Impfarzt: „Es geht um das Wir“
Tatsächlich sind am Donnerstag viele jugendliche Patienten in der Praxis zu sehen, die mit ihren Eltern gekommen sind. Lara Seppelfricke ist mit Bruder und Vater in der Praxis. „Ich habe schon ein wenig Angst bekommen und will mich deswegen impfen lassen“, sagt die 13-Jährige. Ihr Vater, selbst bereits geimpft, sieht das etwas pragmatischer: „Wir wissen nicht, wie das mit der Schule weitergeht, und hätten gerne Präsenzunterricht.“ Und die Teilnahme daran – so er denn kommt – sei mit Impfung wahrscheinlicher.
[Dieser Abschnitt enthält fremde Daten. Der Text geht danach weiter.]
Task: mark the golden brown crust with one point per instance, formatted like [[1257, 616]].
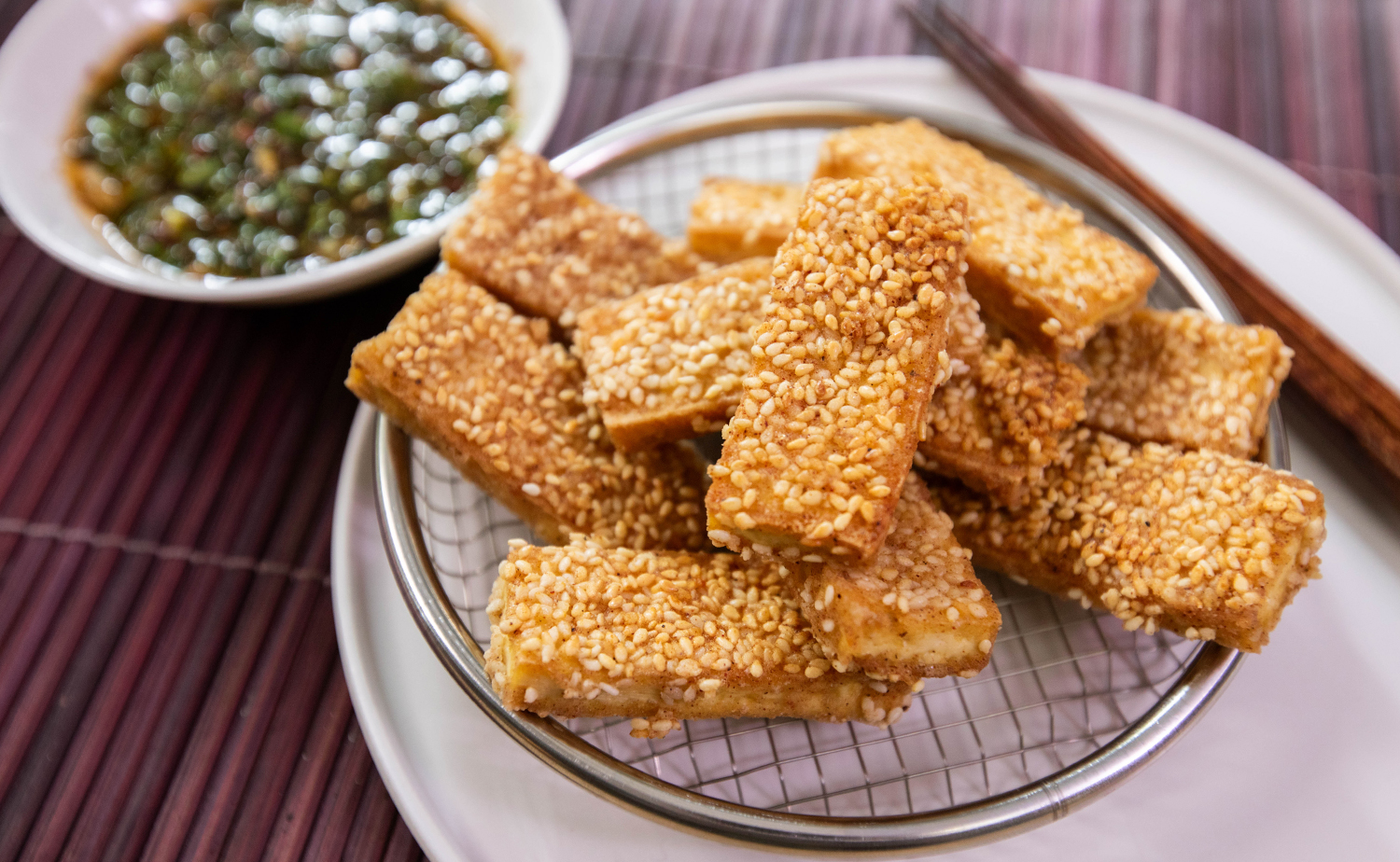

Hat sich am Donnerstag impfen lassen: Lara Seppelfricke (13). © Nils Dietrich
Andere Eltern haben, erzählt Akin Yilmaz-Neuhaus im Anschluss an die Impfaktion, eine andere Haltung zur Impfung. Manche wollten am Donnerstag nur ihre Kinder, aber nicht sich selbst impfen lassen – im Umfeld seien ja alle geimpft. Dafür hat er nur Kopfschütteln übrig: „Es geht in dieser Situation nicht um das Ich, sondern um das Wir.“ Sonst stehe uns ein ungemütlicher Herbst bevor.
Am Samstag findet von 9 bis 13 Uhr die nächste offene Impfaktion in der Gemeinschaftspraxis im alten Kreishaus statt.